Affinage

PIK3CB

Phosphatidylinositol 4,5-bisphosphate 3-kinase catalytic subunit beta isoform · UniProt P42338

Length
1070 aa
Mass
122.8 kDa
Annotated
2026-06-10
39 papers in source corpus 15 papers cited in narrative 15 extracted findings
Cross-family judge vs UniProt: Affinage preferred faithfulness: 6/6 claims corpus-supported (100%)

Mechanistic narrative

Synthesis pass · prose summary of the discoveries below

PIK3CB encodes the p110β catalytic subunit of class IA PI3K and is the dominant PI3K isoform sustaining PI3K/AKT pathway activation in PTEN-deficient tumors, where its lipid kinase activity is selectively required for signaling and growth in a manner that p110α cannot substitute for (PMID:18755892, PMID:21188471). This isoform dependence extends across cancer contexts including glioblastoma, where genetic or pharmacologic p110β blockade collapses PI3K signaling, viability, and xenograft growth (PMID:29016844, PMID:21188471). Beyond its catalytic role, p110β drives a distinct transformed phenotype through direct binding to RAC1, producing RAC1 hyperactivation, lamellipodia, and partial EMT that diverges from the p110α H1047R program (PMID:33526718), and PIK3CB depletion blocks invasion by suppressing cell adhesion to collagen I and reduces metastasis in vivo (PMID:34603784). Oncogenic point mutations activate the kinase: D1067Y elevates membrane PIP3 to recruit and activate AKT and PDK1, behaving as an oncogene and conferring resistance to pan-PI3K inhibition that is reversible by downstream AKT or mTORC1/2 inhibition (PMID:26759240), while the catalytic-domain E1051K mutant confers gain-of-function signaling, growth, and migration with sensitivity to p110β-selective inhibitors (PMID:29279775). PIK3CB expression is tightly controlled at multiple layers: transcriptionally by SP1 binding the promoter (PMID:38356702) and by hnRNPL phase-separated condensates that drive glycolysis through a promoter-derived non-coding RNA feedback loop (PMID:40413189); and translationally by m6A methylation via the METTL3/METTL14/WTAP–YTHDF2 axis (PMID:32312789) and by PDCD4 binding the PIK3CB 5'UTR IRES to suppress translation and promote apoptosis (PMID:39190024). Downstream, p110β signals through AKT to FOXO1 and mTOR to control proliferation, survival, adhesion, and glycolysis (PMID:34745943, PMID:40413189).

Mechanistic history

Synthesis pass · year-by-year structured walk · 12 steps
  1. 2008 High

    Established that PIK3CB, not PIK3CA, is the catalytically essential PI3K isoform in PTEN-deficient cancers, defining the isoform-specific therapeutic target rationale.

    Evidence Inducible isoform-specific shRNA knockdown with kinase-dead rescue in cell and xenograft models

    PMID:18755892

    Open questions at the time
    • Does not resolve the structural basis of p110β preferential activation in the PTEN-null state
    • Mechanism of how PTEN loss shifts dependence from p110α to p110β not defined
  2. 2010 Medium

    Confirmed the isoform-specific p110β dependence in PTEN-deficient glioblastoma and showed synergy of PIK3CB knockdown with PTEN restoration, extending the dependence to a second tumor context with downstream cell-cycle and apoptotic readouts.

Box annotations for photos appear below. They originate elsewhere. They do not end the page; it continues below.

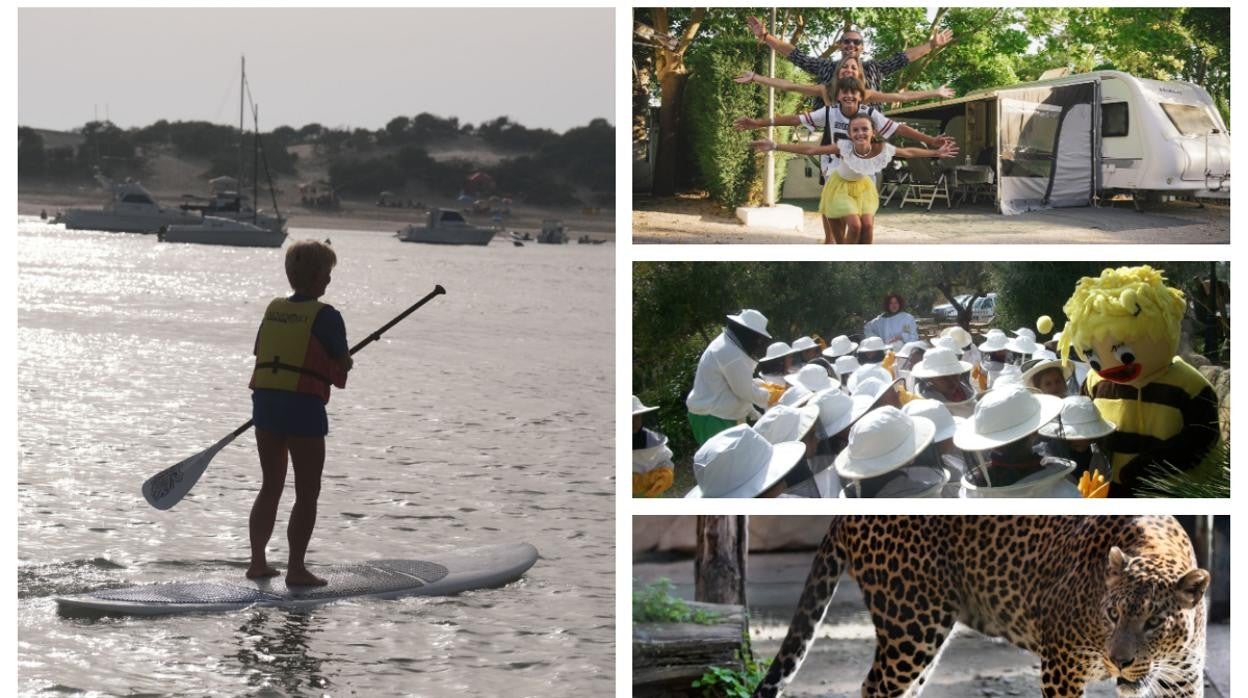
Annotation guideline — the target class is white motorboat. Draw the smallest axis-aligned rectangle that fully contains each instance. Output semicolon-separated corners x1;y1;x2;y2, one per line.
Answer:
156;216;286;247
398;209;494;245
57;175;200;232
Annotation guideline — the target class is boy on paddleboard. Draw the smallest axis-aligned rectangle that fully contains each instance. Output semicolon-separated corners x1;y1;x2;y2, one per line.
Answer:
247;240;352;587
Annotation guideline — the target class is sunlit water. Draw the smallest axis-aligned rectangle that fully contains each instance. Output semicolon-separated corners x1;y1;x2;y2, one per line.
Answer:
17;219;615;696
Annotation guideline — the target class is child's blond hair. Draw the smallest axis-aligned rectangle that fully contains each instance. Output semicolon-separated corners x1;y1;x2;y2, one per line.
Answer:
1058;265;1187;362
286;240;338;291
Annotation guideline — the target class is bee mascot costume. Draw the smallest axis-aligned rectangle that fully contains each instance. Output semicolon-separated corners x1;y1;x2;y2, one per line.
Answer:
1058;266;1218;497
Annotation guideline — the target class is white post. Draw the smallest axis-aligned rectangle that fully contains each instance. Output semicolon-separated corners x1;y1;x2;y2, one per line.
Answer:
763;7;776;206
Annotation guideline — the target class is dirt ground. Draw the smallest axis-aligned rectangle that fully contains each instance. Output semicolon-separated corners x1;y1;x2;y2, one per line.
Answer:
633;195;1231;245
633;552;1231;698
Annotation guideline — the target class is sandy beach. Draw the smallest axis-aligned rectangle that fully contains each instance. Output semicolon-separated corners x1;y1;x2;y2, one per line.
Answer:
17;182;615;240
633;196;1231;245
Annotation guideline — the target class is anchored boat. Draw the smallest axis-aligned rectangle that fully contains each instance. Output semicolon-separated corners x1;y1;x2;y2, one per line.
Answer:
398;209;494;245
57;174;200;232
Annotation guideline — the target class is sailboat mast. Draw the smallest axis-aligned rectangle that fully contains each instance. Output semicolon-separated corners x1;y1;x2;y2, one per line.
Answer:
235;56;247;220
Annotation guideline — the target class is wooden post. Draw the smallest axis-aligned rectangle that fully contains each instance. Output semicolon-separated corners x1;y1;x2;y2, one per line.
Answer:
694;516;749;606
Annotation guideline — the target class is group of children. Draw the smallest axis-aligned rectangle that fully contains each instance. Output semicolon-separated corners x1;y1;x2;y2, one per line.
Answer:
633;306;1133;497
734;20;958;245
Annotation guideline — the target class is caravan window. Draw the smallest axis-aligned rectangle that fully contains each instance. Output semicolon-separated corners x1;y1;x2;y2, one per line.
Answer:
1162;102;1217;136
1101;102;1131;139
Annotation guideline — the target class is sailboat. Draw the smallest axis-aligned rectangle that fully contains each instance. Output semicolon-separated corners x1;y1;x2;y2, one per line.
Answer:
157;56;286;247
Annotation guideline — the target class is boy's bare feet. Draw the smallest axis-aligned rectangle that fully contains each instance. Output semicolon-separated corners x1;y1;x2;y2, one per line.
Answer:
247;564;281;579
286;567;329;587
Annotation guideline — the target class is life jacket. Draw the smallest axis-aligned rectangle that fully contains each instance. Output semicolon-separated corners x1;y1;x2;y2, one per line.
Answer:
247;298;347;402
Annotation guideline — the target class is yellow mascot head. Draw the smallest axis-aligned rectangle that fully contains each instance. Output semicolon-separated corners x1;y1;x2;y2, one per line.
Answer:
1058;266;1187;387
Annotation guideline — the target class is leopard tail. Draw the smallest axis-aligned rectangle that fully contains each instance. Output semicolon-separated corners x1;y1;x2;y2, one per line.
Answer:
754;518;844;698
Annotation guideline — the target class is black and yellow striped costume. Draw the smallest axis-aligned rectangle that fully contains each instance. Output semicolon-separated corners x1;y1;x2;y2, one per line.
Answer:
1083;356;1218;497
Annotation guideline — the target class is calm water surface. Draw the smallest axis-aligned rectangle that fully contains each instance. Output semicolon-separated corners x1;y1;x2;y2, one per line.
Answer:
17;219;615;696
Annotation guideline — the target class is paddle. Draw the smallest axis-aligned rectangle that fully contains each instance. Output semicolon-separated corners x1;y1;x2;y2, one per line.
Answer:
144;283;447;509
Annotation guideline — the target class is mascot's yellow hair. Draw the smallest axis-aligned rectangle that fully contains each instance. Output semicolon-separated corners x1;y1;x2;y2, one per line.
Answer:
1058;265;1187;363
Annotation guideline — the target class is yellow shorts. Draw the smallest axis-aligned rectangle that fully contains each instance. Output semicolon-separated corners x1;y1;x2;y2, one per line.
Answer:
819;172;880;219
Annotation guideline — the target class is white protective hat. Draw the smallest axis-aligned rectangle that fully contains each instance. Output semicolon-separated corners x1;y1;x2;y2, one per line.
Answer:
940;325;973;350
897;340;931;358
857;337;889;353
978;330;1010;353
754;405;819;446
809;388;861;436
792;337;819;353
1006;335;1043;356
832;406;936;479
953;385;1062;451
633;395;658;417
832;355;862;376
845;363;892;393
784;363;836;392
773;386;815;407
824;335;857;358
1020;352;1075;388
932;337;962;358
685;425;806;499
910;347;971;378
759;342;794;363
901;398;966;441
1040;395;1118;440
728;308;771;340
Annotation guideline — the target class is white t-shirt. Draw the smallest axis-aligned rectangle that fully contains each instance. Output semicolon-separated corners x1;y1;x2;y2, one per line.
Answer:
685;332;770;422
797;105;897;177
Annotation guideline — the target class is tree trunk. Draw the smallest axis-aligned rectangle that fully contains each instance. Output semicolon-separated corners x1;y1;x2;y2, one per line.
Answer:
694;516;749;606
651;71;689;196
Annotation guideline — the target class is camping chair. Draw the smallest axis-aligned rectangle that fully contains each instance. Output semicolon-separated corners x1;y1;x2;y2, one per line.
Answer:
956;167;997;204
880;160;910;206
899;157;951;211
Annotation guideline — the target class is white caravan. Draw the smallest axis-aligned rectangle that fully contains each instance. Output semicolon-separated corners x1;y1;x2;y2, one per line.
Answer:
887;70;1231;214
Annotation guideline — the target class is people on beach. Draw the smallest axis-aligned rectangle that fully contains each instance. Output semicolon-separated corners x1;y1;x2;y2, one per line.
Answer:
753;106;957;245
247;240;352;587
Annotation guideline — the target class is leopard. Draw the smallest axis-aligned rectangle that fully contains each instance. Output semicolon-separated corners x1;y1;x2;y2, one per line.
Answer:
754;516;1209;698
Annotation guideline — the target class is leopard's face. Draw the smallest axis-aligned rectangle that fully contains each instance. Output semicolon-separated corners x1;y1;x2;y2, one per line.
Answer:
1102;548;1209;696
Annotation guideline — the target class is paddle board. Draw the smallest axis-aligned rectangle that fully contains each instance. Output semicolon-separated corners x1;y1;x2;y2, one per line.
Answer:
56;543;538;616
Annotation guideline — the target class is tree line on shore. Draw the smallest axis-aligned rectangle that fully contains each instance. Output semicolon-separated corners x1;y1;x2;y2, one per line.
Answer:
17;114;615;206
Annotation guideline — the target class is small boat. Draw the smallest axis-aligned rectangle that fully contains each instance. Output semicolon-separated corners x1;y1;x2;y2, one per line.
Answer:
538;219;568;245
156;216;286;247
398;209;494;245
177;183;286;232
56;174;200;232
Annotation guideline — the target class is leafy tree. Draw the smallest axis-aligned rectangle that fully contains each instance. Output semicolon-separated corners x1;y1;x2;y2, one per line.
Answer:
17;126;46;177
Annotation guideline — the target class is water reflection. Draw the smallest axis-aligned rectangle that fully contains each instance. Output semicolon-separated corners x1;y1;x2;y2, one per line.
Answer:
230;608;329;693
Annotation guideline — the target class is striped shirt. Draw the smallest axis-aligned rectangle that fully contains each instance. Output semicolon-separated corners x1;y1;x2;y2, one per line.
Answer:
797;105;897;177
789;49;910;109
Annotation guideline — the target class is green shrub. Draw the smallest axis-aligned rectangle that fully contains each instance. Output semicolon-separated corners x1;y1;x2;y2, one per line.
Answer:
681;36;809;207
633;578;719;626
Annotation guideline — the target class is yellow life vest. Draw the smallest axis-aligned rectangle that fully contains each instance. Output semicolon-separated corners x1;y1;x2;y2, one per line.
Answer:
248;298;347;402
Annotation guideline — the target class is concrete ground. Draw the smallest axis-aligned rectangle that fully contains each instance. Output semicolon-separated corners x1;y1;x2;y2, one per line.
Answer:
633;195;1231;245
633;552;1231;698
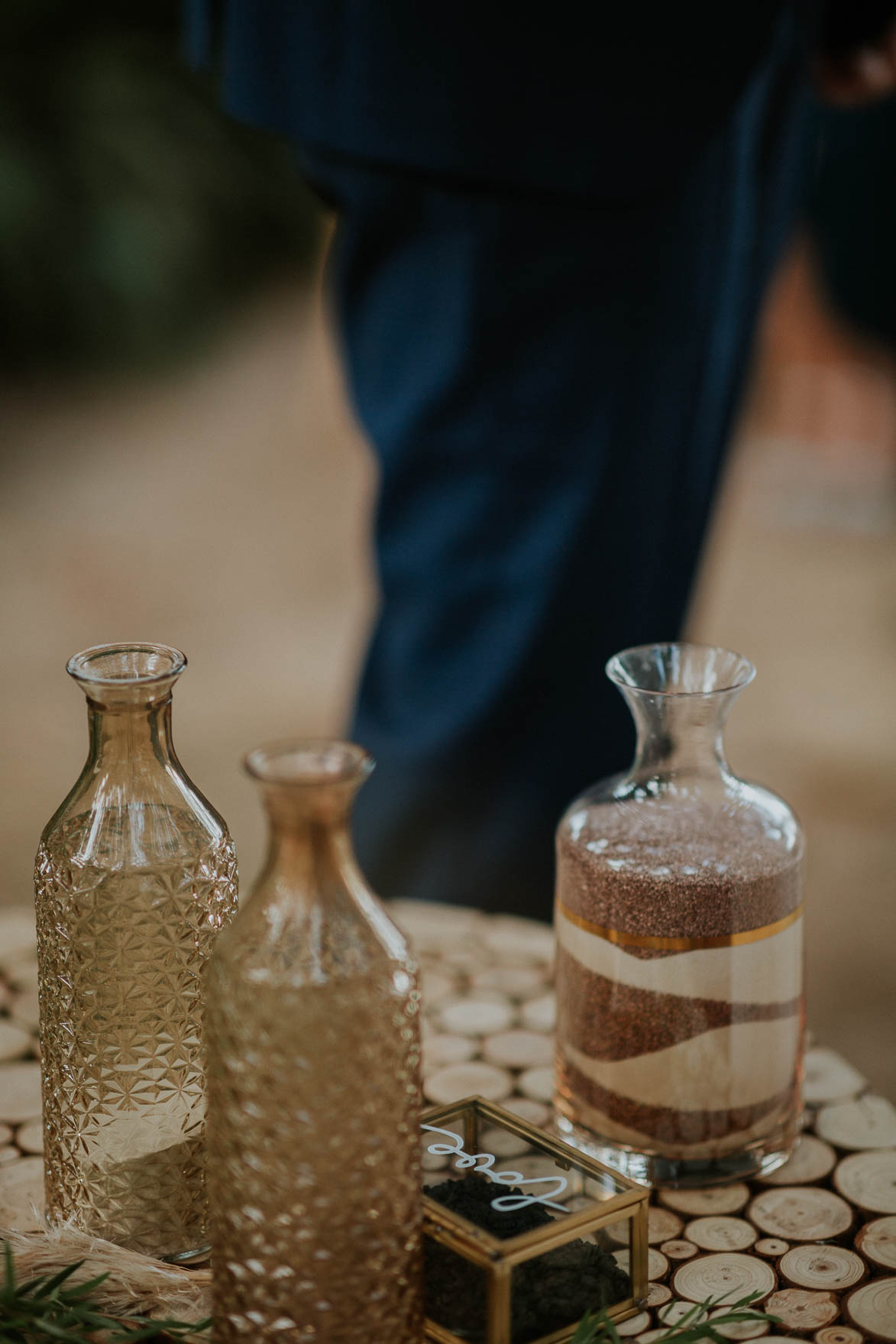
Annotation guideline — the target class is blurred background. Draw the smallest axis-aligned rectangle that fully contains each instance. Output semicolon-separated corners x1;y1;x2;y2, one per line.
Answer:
0;8;896;1096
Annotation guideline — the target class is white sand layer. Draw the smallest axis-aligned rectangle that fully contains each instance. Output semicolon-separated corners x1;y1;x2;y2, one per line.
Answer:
563;1013;802;1110
556;912;804;1004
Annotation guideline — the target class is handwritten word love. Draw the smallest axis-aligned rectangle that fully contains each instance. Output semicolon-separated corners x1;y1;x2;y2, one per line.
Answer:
420;1125;568;1213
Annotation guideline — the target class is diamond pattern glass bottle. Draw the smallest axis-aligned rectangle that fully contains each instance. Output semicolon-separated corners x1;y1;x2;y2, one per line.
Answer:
35;644;237;1259
209;742;423;1344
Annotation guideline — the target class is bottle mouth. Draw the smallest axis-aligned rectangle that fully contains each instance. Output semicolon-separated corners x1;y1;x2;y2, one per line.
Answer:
606;644;756;696
66;644;186;688
243;738;374;788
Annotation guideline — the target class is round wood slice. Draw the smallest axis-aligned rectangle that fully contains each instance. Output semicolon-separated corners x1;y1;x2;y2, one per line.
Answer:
671;1252;778;1310
423;1059;513;1106
516;1068;554;1102
759;1135;837;1185
659;1181;749;1218
0;1063;40;1125
747;1185;853;1236
710;1307;770;1340
501;1096;551;1129
482;1031;554;1068
685;1213;756;1252
856;1215;896;1268
648;1204;682;1246
520;995;558;1031
613;1246;669;1278
815;1094;896;1149
778;1246;866;1293
439;997;513;1036
602;1206;681;1250
0;1019;34;1063
804;1047;866;1106
657;1297;707;1325
0;1157;43;1232
834;1148;896;1213
843;1278;896;1341
813;1325;864;1344
616;1312;650;1340
15;1118;43;1153
423;1034;480;1074
765;1287;839;1330
659;1236;697;1261
471;967;544;999
754;1236;790;1259
420;970;457;1012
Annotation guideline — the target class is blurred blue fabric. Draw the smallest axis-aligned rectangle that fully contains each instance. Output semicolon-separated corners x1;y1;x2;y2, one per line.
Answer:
193;0;809;919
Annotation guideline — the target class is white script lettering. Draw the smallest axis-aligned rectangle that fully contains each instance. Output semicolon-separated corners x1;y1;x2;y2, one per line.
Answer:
420;1125;570;1213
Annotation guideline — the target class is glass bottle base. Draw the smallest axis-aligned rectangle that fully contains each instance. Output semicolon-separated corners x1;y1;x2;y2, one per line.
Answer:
554;1112;797;1188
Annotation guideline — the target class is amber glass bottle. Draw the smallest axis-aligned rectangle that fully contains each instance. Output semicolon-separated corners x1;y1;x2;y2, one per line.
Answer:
35;644;237;1259
209;742;423;1344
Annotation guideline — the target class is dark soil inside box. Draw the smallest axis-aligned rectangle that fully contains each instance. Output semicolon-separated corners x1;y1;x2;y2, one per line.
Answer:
425;1174;632;1344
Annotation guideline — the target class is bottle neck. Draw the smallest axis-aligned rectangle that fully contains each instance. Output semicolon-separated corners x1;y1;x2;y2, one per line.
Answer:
623;688;735;778
87;691;177;774
257;786;363;899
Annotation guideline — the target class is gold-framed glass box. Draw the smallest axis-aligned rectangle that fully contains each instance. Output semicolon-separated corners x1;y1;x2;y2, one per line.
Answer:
422;1096;650;1344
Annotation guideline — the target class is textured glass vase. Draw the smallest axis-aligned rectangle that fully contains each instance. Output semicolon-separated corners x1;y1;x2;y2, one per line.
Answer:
555;644;804;1184
35;644;237;1259
209;742;423;1344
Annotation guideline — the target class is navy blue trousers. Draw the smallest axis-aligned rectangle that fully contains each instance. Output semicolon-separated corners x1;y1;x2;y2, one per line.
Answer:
308;34;807;918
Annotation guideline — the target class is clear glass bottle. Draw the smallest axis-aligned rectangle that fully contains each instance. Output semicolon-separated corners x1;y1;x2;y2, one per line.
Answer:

    Evidence siRNA knockdown of PIK3CB vs PIK3CA, PTEN restoration, cell cycle and apoptosis assays, nude mouse xenograft

    PMID:21188471

    Open questions at the time
    • Single tumor type
    • Does not address resistance mechanisms
  3. 2016 High

    Identified PIK3CB activating mutation D1067Y as an oncogenic driver that elevates membrane PIP3 and recruits AKT/PDK1, explaining a mechanism of pan-PI3K inhibitor resistance and pointing to downstream inhibitors as a rescue strategy.

    Evidence Stable mutant expression, PIP3 membrane imaging, AKT/PDK1 localization, transformation assays, pharmacological rescue

    PMID:26759240

    Open questions at the time
    • Clinical frequency of D1067Y not established by this study
    • Structural mechanism of constitutive activation not resolved
  4. 2017 Medium

    Showed the catalytic-domain mutant E1051K from castrate-resistant prostate cancer is gain-of-function and remains sensitive to p110β-selective inhibition, distinguishing it pharmacologically from pan-PI3K-resistant mutants.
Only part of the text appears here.